‘School of second chances.’ Kentucky school keeps helping at-risk kids after 50 years.
The 50th year of the David School has been a good one.
The school, founded in a former coal camp in Floyd County, marked 50 years in early 2024 of helping disadvantaged kids who were at risk of not finishing high school.
The school needs donations to operate, and last spring an out-of-state donor provided one of the biggest in recent years, for $250,000.
Ned Pillersdorf, chair of the school’s board, said part of his job is “crisis manager” because of the constant need to raise money, so the money was a welcome shot in the arm for what those involved with the school regard as a mission.
“We’re a school of second chances,” said Pillersdorf, a Prestonsburg attorney.
Pillersdorf said the school used the money to raise teacher salaries and make some investments to improve its finances.
The school saw a number of other changes in its 50th year as well, including the return of a music teacher and the addition of a nurse through an agreement with Mountain Comprehensive Care Center.
The school began working to re-establish its boys basketball team; the archery team qualified to compete in the state, national and world championships; and test scores were encouraging last school year.
“There’s a lot of good things happening this year,” said Bryan Lafferty, the principal.
‘Make a difference’
The town of David was founded in 1940 by a coal company to serve its mines. It was named for a company executive and owned by the company.
The town flourished for awhile, but the company, Princess Elkhorn, ultimately lost a market for its relatively high-sulfur coal and closed in 1968, selling the town, according to a local history and residents.
The town dwindled because of the loss of jobs and problems with its water and sewer systems that the landlord didn’t address, according to the history by author Mary A. Pineau.
Eastern Kentucky, like much of Central Appalachia, was relatively poor when Daniel Greene, a college freshman from Brooklyn, visited in the late 1960s.
Greene, like many other idealistic young people at the time, said he felt “called to come back and really make a difference” in the region after college, he told the Herald-Leader in a 1989 interview.

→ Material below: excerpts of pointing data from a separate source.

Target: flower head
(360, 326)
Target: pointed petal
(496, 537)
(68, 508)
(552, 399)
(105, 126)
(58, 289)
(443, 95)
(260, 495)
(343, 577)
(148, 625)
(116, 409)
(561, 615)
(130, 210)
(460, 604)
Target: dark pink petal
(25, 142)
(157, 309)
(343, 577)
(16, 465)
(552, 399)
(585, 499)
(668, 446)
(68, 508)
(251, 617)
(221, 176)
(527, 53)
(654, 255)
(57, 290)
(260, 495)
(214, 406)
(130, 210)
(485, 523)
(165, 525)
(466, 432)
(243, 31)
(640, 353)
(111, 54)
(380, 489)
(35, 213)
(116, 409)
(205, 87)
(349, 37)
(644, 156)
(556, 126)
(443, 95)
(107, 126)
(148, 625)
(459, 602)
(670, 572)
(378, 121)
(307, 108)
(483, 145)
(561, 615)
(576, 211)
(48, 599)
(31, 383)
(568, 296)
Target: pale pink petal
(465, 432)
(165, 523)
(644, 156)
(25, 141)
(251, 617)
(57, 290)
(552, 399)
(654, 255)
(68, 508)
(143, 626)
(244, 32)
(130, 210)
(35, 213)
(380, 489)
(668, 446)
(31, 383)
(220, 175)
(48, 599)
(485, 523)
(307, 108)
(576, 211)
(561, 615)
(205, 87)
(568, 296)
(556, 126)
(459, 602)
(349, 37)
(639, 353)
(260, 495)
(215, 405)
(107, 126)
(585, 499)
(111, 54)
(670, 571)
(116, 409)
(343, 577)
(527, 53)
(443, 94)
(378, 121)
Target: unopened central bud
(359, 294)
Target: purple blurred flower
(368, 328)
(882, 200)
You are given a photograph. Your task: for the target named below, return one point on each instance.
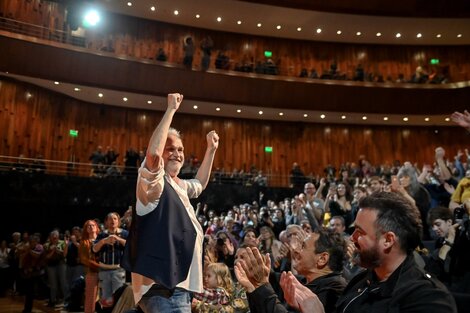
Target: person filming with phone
(450, 261)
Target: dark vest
(164, 239)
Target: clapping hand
(174, 100)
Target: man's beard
(369, 258)
(173, 167)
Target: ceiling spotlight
(91, 18)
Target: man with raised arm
(164, 248)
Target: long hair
(224, 278)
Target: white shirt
(149, 189)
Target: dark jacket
(408, 289)
(161, 243)
(268, 298)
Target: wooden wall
(141, 38)
(40, 125)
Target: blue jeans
(179, 302)
(110, 281)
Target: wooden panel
(40, 125)
(133, 37)
(107, 71)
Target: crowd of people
(342, 244)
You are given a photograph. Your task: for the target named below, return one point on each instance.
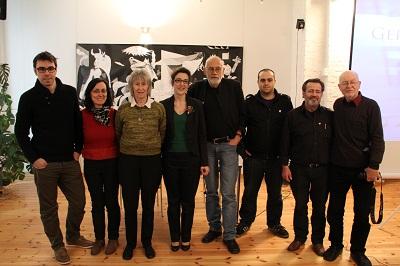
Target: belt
(314, 165)
(220, 140)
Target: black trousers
(255, 170)
(139, 174)
(181, 178)
(340, 181)
(309, 183)
(102, 181)
(68, 177)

Greene and others started the David School in the former coal-company commissary building with 10 students in early 1974.

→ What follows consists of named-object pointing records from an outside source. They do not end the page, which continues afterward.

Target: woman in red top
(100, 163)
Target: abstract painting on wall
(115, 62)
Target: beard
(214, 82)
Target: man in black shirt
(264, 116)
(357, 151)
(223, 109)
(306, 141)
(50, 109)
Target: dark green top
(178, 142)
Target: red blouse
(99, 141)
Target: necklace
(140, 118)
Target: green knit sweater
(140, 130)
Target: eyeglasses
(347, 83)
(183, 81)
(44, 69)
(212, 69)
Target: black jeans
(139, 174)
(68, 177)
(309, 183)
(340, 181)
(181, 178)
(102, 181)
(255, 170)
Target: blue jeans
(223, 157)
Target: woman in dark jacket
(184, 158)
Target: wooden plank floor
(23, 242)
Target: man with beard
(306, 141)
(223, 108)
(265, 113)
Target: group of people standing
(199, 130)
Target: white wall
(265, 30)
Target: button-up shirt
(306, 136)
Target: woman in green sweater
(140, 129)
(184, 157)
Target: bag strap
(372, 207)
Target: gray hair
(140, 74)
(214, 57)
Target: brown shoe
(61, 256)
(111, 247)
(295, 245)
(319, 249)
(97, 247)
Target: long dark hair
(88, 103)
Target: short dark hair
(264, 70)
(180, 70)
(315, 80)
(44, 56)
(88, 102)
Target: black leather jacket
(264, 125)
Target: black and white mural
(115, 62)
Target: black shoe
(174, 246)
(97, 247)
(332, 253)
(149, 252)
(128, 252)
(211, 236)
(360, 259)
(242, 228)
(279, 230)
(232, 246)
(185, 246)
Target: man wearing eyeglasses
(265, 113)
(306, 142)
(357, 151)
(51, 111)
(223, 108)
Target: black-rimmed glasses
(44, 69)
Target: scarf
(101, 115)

The school later built its current building in a secluded hollow nearby, with classrooms, a cafeteria, offices and a half-size basketball court.
‘More like home’
The David School helps high school students who have struggled in larger public schools for various reasons, including bullying or feeling like they didn’t fit in.

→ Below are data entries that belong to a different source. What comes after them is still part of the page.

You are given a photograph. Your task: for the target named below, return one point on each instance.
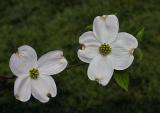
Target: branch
(75, 65)
(6, 78)
(69, 67)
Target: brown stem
(69, 67)
(75, 65)
(6, 78)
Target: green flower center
(104, 49)
(34, 73)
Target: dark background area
(57, 24)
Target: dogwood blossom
(105, 49)
(33, 76)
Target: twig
(75, 65)
(69, 67)
(6, 78)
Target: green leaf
(122, 80)
(89, 27)
(140, 34)
(138, 54)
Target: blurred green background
(57, 24)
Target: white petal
(22, 88)
(100, 69)
(43, 87)
(122, 51)
(125, 40)
(88, 38)
(52, 63)
(106, 28)
(89, 47)
(24, 60)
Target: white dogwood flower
(106, 49)
(34, 75)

The region is poor, with one measure of income, per capita market income, at $21,817 in Floyd County in 2022, compared to a national level of $53,462, according to the Appalachian Regional Commission.
Most of the students at the school are economically poor as well, and some have faced difficult situations at home.
They benefit from a more close-knit atmosphere at the school, teachers said.
Two resident dogs who roam the halls — an Australian Shepherd named Maggie and a shepherd mix named Iris — help with the family feel, and students help with chores such as cleaning.
With 59 students expected next semester, classes are smaller than in many public schools and teachers can spend more time working with students individually, Lafferty said.
“That’s the goal — transform this area one kid at a time,” Lafferty said.
Roy Reynolds, who teaches math, said teachers have the time to reach kids who would likely fall through the cracks at a larger public school.
“Some of these kids here would never get a high-school education if they weren’t here,” Reynolds said.
Brayden Johnson, a 15-year-old freshman, said there were “a lot of bullies and fighting” at the larger public school system he attended earlier, but there’s none of that drama at the David School.
“I love it up here,” he said while helping clean a classroom. “If you want respect, you gotta give respect back.”
Breonna Mullett, an 18-year-old senior on the archery team, said she feels more comfortable at the school than the one she attended before and has “opened up a lot.”
“It just feels more like home,” she said.
‘We’ve got the need’
Lafferty said the school had 23 students when he started working there in 2019, so enrollment has since more than doubled.
There were 16 graduates last May, and there will be 19 seniors in the upcoming semester. That would top the largest graduating class Lafferty has been able to document.
The school gets about $35,000 in federal funding and receives money from a charitable bingo game, but donations remain a key source of keeping the school going, Lafferty said.
So while the $250,000 donation earlier this year was a tremendous help, the school remains in a “constant search” for funding, he said.
“We’ve got the need, we just need the means,” Lafferty said.